Серия приключенческих книг была издана в Минске в 2013 году, в 2014–2017 годах рассказы печатались в электронных и бумажных журналах в США, Германии, Израиле.
Живет в Калининграде.


Чужая жизнь


Вечерний рассказ

Дни ее жизни уже давно получались одинаково серыми и холодными. Да и как могло быть иначе — ведь на прошлой неделе тоже шли дожди.
Когда-то она научилась, а потом даже привыкла правильно выполнять многие неприятные и скучные обязанности, именно поэтому уходила теперь вечерами из общего кабинета канцелярии последней.
Основного освещения просторных каменных лестниц к тому времени обычно уже не бывало, вниз по широким ступеням она не спешила, вынужденная точно звучать в сумраке тонкими каблуками.
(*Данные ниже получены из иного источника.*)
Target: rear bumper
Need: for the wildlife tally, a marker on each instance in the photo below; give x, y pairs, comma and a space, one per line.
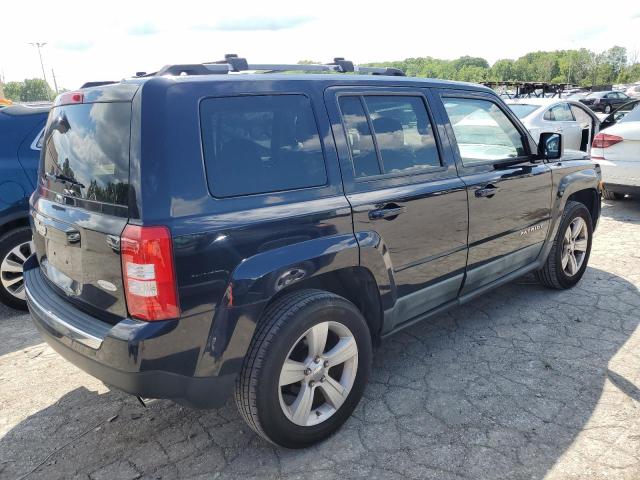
140, 358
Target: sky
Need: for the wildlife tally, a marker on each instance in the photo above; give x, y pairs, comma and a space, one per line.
91, 41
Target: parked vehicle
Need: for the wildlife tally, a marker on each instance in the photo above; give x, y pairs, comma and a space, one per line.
202, 234
21, 130
577, 123
617, 150
633, 91
606, 101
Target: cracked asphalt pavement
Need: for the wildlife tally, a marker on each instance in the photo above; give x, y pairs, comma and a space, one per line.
522, 383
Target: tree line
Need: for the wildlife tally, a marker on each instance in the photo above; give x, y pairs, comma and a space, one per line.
577, 67
29, 90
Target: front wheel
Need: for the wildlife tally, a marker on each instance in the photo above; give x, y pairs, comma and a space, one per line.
608, 195
569, 255
15, 248
306, 368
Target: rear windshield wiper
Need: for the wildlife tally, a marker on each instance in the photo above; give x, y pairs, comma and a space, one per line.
58, 177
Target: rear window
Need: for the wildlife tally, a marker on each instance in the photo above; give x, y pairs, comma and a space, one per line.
86, 152
522, 110
261, 144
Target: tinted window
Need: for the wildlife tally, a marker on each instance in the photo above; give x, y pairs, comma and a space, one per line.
482, 130
363, 151
403, 134
260, 144
88, 144
522, 110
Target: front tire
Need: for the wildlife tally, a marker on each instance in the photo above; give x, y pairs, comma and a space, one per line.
306, 368
606, 194
569, 255
15, 248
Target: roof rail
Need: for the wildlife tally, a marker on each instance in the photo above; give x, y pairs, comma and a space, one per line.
234, 64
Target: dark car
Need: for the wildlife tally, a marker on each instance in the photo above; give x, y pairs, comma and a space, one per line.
619, 113
605, 101
200, 234
21, 130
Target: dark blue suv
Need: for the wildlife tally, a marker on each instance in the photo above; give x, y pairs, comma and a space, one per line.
21, 130
201, 231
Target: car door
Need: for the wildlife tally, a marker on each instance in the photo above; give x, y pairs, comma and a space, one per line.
405, 194
508, 188
567, 125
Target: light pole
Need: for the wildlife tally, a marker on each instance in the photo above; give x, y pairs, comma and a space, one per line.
38, 45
В вестибюле административного здания, как и всегда поздней осенью, пахло плохим недокуренным табаком и мокрыми тряпками, на высоких стенах вдоль лестниц редко блестела узорная бронза рам, огромные полотнища скучных картин устало обмякли, взбугрились настоящими волнами на ненастоящих штормах.
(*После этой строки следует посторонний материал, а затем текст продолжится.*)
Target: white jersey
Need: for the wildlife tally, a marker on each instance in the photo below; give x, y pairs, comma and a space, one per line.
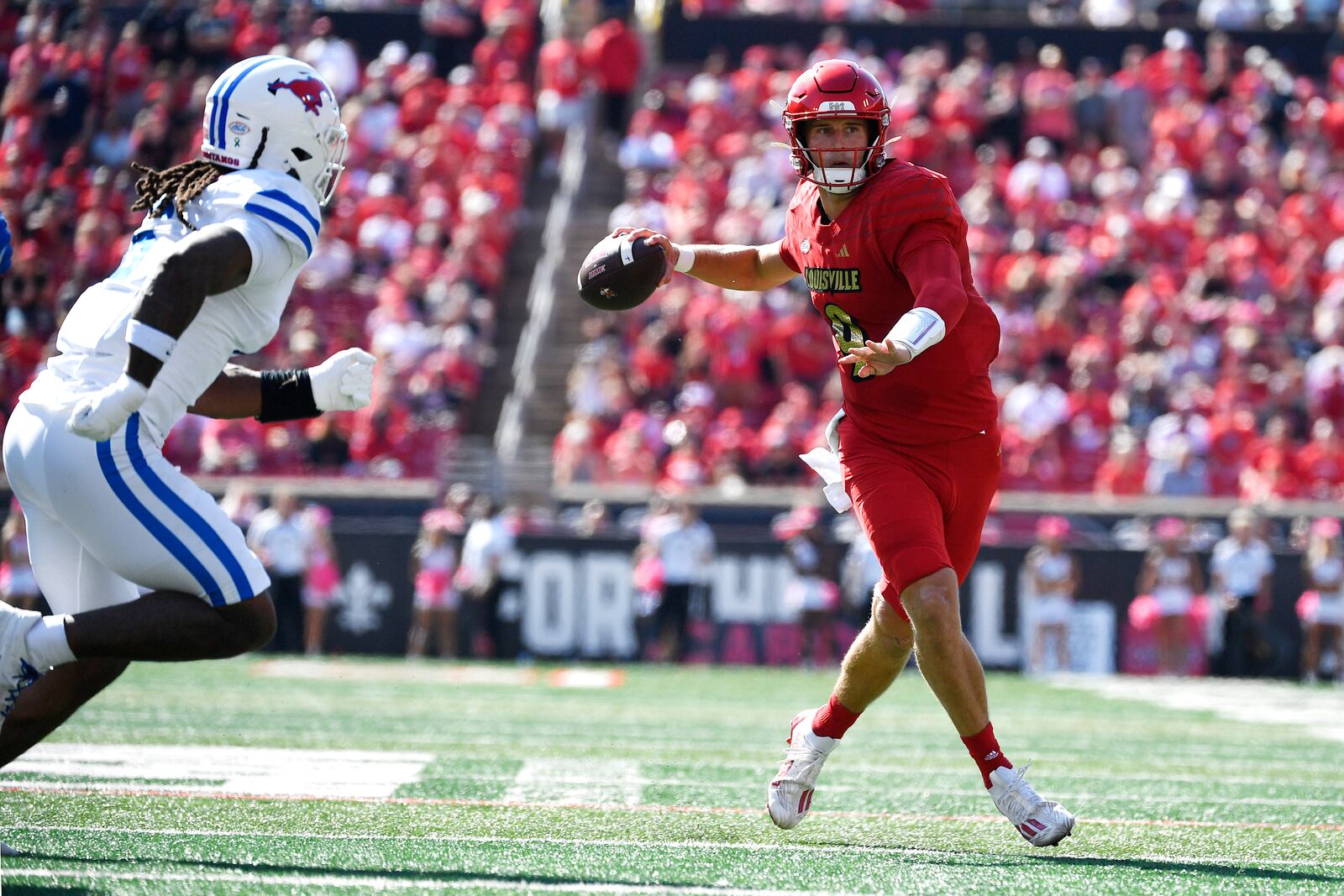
280, 221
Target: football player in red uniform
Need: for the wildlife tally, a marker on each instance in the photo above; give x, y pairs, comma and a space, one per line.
884, 249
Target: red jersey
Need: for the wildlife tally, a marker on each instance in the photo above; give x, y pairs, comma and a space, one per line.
891, 249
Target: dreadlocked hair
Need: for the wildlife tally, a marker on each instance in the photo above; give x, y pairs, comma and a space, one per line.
181, 183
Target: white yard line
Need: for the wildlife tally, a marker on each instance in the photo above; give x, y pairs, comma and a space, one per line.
248, 772
1312, 711
707, 844
562, 782
365, 883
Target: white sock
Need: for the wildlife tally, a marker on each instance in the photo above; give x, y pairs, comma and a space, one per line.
46, 642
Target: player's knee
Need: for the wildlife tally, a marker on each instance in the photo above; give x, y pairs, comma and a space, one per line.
252, 624
933, 600
890, 625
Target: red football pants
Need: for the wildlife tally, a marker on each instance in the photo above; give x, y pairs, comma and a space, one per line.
922, 506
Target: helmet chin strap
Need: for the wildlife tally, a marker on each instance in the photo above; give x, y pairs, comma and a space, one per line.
842, 181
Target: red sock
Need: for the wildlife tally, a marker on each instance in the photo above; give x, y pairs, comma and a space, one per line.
832, 720
984, 750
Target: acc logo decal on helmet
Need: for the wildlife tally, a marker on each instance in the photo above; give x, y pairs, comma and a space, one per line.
308, 89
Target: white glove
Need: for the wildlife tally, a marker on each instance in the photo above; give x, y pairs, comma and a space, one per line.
344, 382
101, 414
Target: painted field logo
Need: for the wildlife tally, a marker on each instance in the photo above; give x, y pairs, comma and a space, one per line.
362, 600
833, 280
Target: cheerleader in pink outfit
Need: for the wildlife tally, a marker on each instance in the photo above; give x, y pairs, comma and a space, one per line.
322, 580
434, 562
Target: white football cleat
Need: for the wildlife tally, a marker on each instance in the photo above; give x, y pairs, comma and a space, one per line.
1043, 824
790, 795
17, 672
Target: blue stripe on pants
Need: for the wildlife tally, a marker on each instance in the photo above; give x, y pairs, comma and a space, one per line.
185, 511
161, 532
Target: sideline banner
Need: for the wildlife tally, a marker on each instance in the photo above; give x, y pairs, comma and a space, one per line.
575, 598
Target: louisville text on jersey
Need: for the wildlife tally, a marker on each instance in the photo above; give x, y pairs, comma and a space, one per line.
832, 280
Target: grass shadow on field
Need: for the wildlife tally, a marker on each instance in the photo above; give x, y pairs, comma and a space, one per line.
355, 873
1218, 869
1249, 871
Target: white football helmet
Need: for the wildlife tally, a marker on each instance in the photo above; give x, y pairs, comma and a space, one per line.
277, 113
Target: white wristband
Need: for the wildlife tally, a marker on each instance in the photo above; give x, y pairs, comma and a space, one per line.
920, 328
151, 340
685, 261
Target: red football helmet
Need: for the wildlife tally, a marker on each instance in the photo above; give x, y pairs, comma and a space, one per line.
837, 89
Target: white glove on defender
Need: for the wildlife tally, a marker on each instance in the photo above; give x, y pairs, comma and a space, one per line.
344, 382
101, 414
Фабричный автобус уже ушел.
По вечерней площади в разных направлениях летал сильный прямой дождь, часто возникали пузыри на лужах; порывы ветра, которые иногда шумели из переулка, от канала, на какие-то мгновения сдували в сторону все капли, летящие вниз, и вода луж, только что шершавая от их мелких ударов, ровно замирала.
Прошел навстречу слепой. Палка с металлическим наконечником мягче стучала по асфальту и звонко — по камням парапета. Узнав, что опоздал, старик со зла дунул вслед автобусу густым папиросным дымом.
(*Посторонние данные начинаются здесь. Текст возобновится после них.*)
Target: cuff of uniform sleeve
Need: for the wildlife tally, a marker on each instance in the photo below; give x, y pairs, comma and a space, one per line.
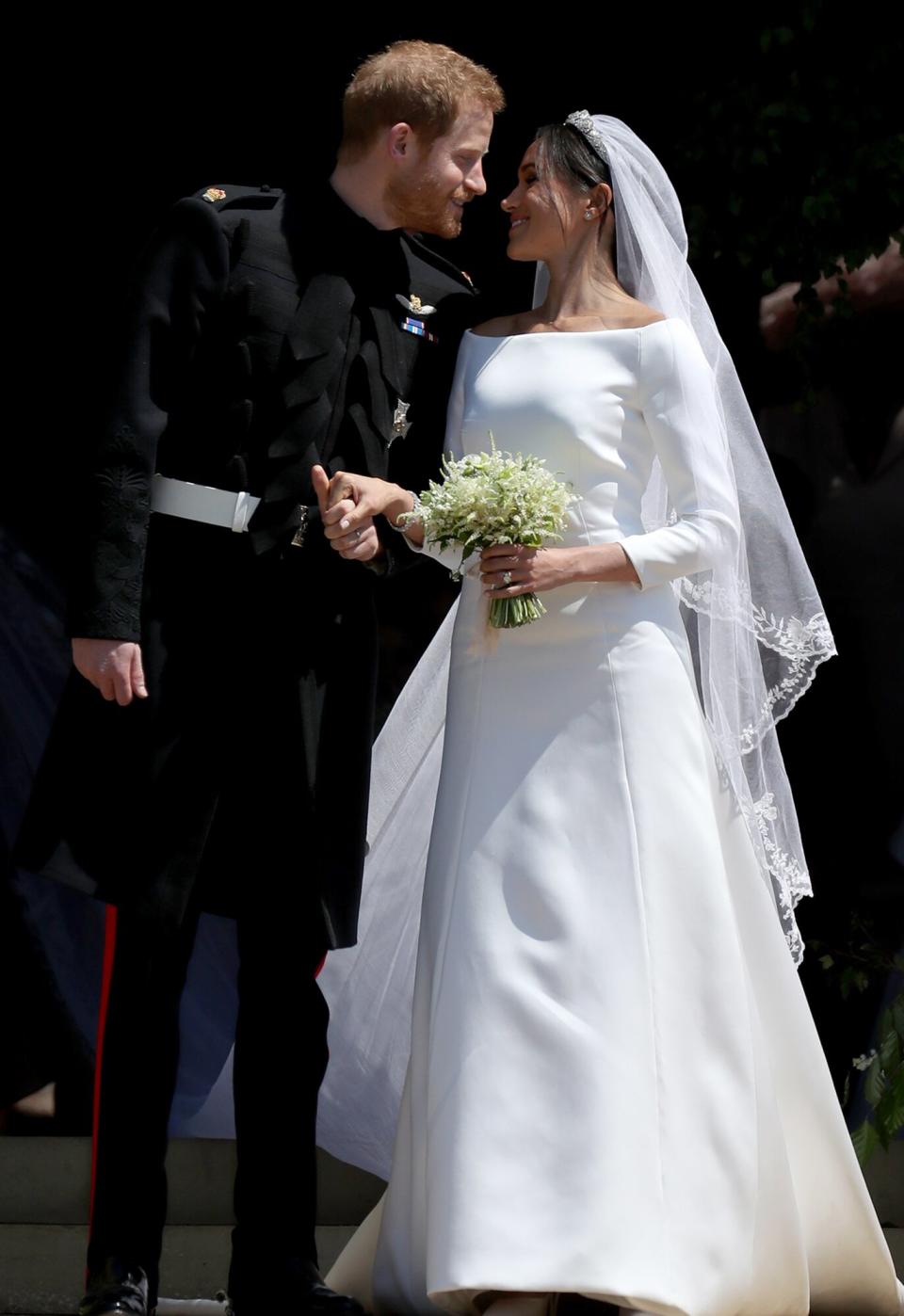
633, 546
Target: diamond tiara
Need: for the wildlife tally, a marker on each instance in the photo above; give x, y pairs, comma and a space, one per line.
585, 124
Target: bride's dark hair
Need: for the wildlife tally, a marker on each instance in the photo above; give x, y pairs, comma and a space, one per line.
565, 152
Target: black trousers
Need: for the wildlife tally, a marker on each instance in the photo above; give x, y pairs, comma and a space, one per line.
279, 1064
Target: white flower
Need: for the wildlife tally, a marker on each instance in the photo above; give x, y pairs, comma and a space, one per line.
493, 498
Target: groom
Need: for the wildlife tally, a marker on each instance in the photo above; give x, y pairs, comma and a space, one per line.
221, 649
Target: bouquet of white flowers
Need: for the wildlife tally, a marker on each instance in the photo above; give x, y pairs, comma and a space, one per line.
495, 498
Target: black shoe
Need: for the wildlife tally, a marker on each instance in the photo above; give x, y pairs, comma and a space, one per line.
304, 1293
116, 1289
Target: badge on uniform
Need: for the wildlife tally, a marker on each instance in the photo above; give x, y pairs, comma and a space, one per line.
414, 321
400, 423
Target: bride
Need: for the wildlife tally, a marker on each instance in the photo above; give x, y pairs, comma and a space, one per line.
615, 1086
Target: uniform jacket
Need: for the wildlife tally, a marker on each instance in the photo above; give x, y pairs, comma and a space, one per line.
267, 334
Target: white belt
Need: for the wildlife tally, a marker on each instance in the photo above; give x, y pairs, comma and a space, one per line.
202, 503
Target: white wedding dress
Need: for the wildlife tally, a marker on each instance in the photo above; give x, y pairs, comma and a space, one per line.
615, 1083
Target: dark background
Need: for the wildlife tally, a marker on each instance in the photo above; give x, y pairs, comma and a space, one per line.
778, 129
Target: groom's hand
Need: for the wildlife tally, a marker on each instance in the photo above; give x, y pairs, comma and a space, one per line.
358, 542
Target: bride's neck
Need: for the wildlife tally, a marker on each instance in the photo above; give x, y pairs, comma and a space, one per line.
579, 288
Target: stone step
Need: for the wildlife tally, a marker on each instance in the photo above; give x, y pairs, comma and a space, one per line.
42, 1266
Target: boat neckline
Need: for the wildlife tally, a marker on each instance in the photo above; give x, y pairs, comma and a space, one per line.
567, 333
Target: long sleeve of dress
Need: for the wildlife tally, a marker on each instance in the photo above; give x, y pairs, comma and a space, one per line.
679, 406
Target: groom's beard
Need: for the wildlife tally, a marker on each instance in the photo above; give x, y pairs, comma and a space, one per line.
423, 207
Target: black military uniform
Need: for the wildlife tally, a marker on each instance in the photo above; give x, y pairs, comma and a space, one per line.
271, 331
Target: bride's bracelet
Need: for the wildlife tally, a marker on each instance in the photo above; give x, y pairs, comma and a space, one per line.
414, 513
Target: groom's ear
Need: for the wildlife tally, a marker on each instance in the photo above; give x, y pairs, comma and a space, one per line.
400, 139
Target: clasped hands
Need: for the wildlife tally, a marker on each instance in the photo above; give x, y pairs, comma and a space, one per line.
347, 506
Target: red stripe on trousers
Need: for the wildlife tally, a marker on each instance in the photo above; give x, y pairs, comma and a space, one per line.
106, 974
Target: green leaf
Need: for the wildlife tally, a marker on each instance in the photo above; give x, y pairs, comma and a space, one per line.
866, 1140
897, 1015
890, 1051
890, 1111
875, 1083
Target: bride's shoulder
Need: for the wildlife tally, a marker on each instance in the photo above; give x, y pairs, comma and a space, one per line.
502, 327
638, 316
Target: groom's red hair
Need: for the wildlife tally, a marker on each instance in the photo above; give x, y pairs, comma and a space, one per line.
416, 83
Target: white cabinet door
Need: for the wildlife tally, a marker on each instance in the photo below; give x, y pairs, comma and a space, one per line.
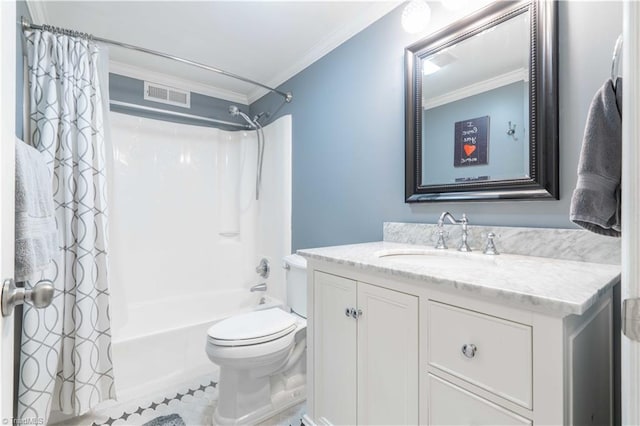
452, 405
387, 357
335, 353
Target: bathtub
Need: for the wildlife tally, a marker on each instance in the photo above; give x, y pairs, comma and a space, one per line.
162, 344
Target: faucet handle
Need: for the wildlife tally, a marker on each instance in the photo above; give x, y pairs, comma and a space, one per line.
490, 248
441, 244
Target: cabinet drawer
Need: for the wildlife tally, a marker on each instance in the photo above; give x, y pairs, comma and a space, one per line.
452, 405
502, 360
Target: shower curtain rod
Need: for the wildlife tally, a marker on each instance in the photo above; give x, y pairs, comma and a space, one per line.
28, 25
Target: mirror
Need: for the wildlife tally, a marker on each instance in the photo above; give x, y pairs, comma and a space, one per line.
481, 107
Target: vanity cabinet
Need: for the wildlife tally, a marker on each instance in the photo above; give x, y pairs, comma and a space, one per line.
365, 340
388, 349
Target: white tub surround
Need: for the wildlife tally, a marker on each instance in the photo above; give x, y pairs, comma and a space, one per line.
443, 337
186, 234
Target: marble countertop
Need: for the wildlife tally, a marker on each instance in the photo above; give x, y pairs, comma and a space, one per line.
543, 284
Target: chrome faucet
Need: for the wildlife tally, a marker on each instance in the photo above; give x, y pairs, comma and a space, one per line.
441, 244
259, 287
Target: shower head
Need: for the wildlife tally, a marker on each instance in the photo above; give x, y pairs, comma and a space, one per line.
235, 111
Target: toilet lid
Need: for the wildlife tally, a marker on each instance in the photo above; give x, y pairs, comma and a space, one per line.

По другой стороне улицы согнутая женщина протащила скрипучую тележку. В проколотой множеством дождевых струй темноте было трудно рассмотреть поклажу: то ли осенние кочаны капусты, то ли охапки белых хризантем в ведрах.
Совсем рядом, на краю тротуара, под одинаково безнадежными летними зонтиками смеялись женщина и девочка в красном дождевике. Напрасные взмахи маленьких фонариков в их руках никак не могли остановить ни одну из шелестящих по лужам попутных машин.
Тихо возник откуда-то из темноты высокий черный силуэт. И еще один. Человек наклонился, словно хотел сплюнуть в сторону тягучую слюну, и что-то сказал напарнику.
Она знала, что до конечной станции подземки дойдет примерно за девять минут.
Лучшим был свет.
Пол холодного вагона темнел каплями стряхнутой с зонтов дождевой воды. Немногие взгляды, несколько пустых скамеек. Яркие светильники.
Пожилой пассажир в клеенчатом плаще вошел в вагон вместе с ней, аккуратно сел напротив. Поставил на колени пакет с покупками, разжал кулак и очень бережно положил в футляр очков, в соседство с какой-то квитанцией, пригашенную еще на перроне сигарету.
Грохотали внизу стыки рельсов, молниями оставались за окнами тоннельные огни. Сквозь дальние стекла другого, пустого вагона ей хорошо были видны жесты и беззвучный смех случайной поздней компании: тесно расположившись на одной скамье, все в форменных фуражках, там что-то обсуждали контролер, сменный поездной машинист, два молодых полицейских и серьезный солдат.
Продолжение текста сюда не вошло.